Wirkliche „Inklusion“ ist in diesem System unmöglich

Inklusion bedeutet, Menschen mit Handicap die uneingeschränkte Teilhabe an der Gesellschaft zu ermöglichen. Auch wenn mittlerweile Inklusion Parole und Ziel der bürgerlichen Politik ist, sieht die reale Umsetzung ganz anders aus. Warum ist das so? Und ist eine wirkliche Teilhabe von behinderten Menschen innerhalb von kapitalistischen Verhältnissen überhaupt möglich? – Ein Kommentar von Quentin Klaas.

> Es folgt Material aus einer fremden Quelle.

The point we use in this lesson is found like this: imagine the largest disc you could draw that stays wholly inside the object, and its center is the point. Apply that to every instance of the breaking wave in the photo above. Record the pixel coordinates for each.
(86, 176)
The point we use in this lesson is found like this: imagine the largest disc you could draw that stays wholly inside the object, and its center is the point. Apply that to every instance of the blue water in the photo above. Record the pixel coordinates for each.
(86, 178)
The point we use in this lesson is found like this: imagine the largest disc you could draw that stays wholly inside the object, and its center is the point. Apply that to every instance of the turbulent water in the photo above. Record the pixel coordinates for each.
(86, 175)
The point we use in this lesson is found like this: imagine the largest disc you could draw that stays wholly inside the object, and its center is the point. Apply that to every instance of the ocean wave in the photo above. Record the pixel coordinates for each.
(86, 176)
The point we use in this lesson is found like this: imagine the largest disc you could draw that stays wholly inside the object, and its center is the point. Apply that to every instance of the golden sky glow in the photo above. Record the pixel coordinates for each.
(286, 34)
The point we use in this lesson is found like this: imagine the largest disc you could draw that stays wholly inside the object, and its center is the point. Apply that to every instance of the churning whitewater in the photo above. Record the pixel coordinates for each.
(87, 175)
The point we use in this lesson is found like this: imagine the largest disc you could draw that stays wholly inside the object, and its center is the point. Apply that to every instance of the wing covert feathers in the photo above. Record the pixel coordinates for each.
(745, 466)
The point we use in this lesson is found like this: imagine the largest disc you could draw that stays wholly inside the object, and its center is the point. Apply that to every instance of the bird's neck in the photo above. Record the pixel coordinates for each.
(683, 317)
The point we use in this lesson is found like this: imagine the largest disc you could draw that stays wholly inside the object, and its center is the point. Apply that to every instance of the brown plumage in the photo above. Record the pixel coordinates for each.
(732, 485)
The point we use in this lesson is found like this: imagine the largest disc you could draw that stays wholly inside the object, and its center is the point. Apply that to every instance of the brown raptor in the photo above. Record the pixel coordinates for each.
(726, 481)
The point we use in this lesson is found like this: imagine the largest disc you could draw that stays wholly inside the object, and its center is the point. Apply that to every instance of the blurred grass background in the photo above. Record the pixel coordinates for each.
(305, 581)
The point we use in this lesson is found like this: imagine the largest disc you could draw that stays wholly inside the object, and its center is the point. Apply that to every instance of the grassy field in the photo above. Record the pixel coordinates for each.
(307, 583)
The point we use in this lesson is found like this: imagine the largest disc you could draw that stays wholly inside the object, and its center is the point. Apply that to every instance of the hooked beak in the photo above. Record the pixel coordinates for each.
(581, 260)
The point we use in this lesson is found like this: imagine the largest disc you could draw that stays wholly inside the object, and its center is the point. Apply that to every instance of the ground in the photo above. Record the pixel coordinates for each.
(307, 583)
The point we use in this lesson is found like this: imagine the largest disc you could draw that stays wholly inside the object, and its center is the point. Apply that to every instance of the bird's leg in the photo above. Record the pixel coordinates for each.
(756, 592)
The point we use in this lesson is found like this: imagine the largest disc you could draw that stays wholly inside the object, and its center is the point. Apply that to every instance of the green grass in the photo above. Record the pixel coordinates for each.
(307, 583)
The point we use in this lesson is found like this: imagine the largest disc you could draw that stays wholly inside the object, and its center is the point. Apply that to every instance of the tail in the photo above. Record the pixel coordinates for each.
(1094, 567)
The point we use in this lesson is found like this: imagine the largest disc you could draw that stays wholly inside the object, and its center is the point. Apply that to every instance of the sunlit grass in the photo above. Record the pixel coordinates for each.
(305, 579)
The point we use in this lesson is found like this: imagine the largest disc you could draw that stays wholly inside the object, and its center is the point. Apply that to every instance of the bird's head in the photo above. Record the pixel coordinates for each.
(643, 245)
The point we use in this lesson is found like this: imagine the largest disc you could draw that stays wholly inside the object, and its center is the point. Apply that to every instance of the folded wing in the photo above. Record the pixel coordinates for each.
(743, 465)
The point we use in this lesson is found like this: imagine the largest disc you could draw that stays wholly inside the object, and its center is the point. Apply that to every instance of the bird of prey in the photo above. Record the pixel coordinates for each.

Im Jahr 2009 wurde die UN-Behindertenrechtskonvention von der BRD unterzeichnet. Damit verpflichtete sich die deutsche Regierung, Maßnahmen zu beschließen, um die Teilhabe von Menschen mit Behinderung auf allen Ebenen der Gesellschaft zu gewährleisten. Seitdem sind einige Jahre ins Land gegangen, doch verändert hat sich nicht viel geschweige denn, dass bedeutende Schritte zur wirklichen Teilhabe getan worden wären.

Das Hauptaugenmerk im Umgang mit Menschen mit Behinderung liegt von Seiten des kapitalistischen Staats weiterhin auf gesellschaftlicher Isolierung und Abschottung: Jede zehnte Schule ist als eine sogenannte Förderschule eingerichtet, in denen behinderte junge Menschen isoliert vom üblichen gesellschaftlichen Alltag unterrichtet werden.

Nach der Schulzeit sieht die Situation nicht besser aus, denn auch im System der kapitalistischen Lohnarbeit werden behinderte Menschen besonders ausgebeutet. Rund 310.000 Menschen mit Handicap arbeiten in sogenannten Werkstätten. Arbeiter:innen in Werkstätten bekommen ungefähr 1,35 € Lohn in der Stunde bei einer wöchentlichen Arbeitszeit von 35 bis 40 Stunden. Dort lassen Unternehmen Teile für ihre Produktion herstellen. Hier bleiben behinderte Menschen meist ihr Leben lang in einem System gefangen, dass ihnen noch nicht einmal den eigenen Lebensunterhalt sichert.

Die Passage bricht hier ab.